Outlook
The peso is expected to stay broadly stable in 2026, trading roughly between 18 and 20 pesos per USD as Mexico’s economy performs, Banxico maintains anti-inflation discipline, and nearshoring supports investment flows. The backdrop remains supportive, but the path will hinge on U.S. policy decisions and trade developments.
Key drivers
- Stable rate differential and carry appeal: Banxico’s easing path has been more gradual than the Fed’s, supporting a steady peso while inflation is kept in check.
- Tariffs and trade talks: U.S. duties on Mexican autos have created uncertainty; Mexico is seeking to delay implementations to mitigate near-term peso volatility.
- Nearshoring and investment: Strong inflows into Mexico’s manufacturing sector bolster demand for Mexican assets and help underpin the peso.
- Macro momentum and inflation: Mexico’s growth trajectory and inflation outlook influence Banxico’s policy stance and capital flows.
Range
MXN/USD is at 90-day highs near 0.058279, about 4.0% above its 3-month average of 0.05603, having traded in a relatively stable 7.8% range from 0.054040 to 0.058279.
MXN/EUR is at 90-day highs near 0.049108, about 2.7% above its 3-month average of 0.047816, trading in a stable 4.9% range from 0.046825 to 0.049108.
MXN/GBP at 0.042678 is 2.3% above its 3-month average of 0.041704, with a range from 0.040994 to 0.042716.

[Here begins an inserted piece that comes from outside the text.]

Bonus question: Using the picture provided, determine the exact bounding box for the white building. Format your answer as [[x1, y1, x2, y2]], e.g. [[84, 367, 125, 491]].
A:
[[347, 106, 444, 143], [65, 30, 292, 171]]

MXN/JPY at 8.8966 is 1.7% above its 3-month average of 8.7476, trading in a fairly volatile 8.5% range from 8.4232 to 9.1351.
What could change it
- U.S. policy moves: faster or more aggressive Fed rate cuts, or a shift in risk sentiment, could impact MXN demand and volatility.
- Banxico policy surprises: unexpected inflation dynamics or a shift in the rate path could alter carry and pricing.
- Trade developments: escalation or resolution of U.S. tariffs on Mexican goods will affect near-term peso direction.
- Investment flows and risk appetite: shifts in nearshoring momentum or broader global risk appetite can influence demand for Mexican assets.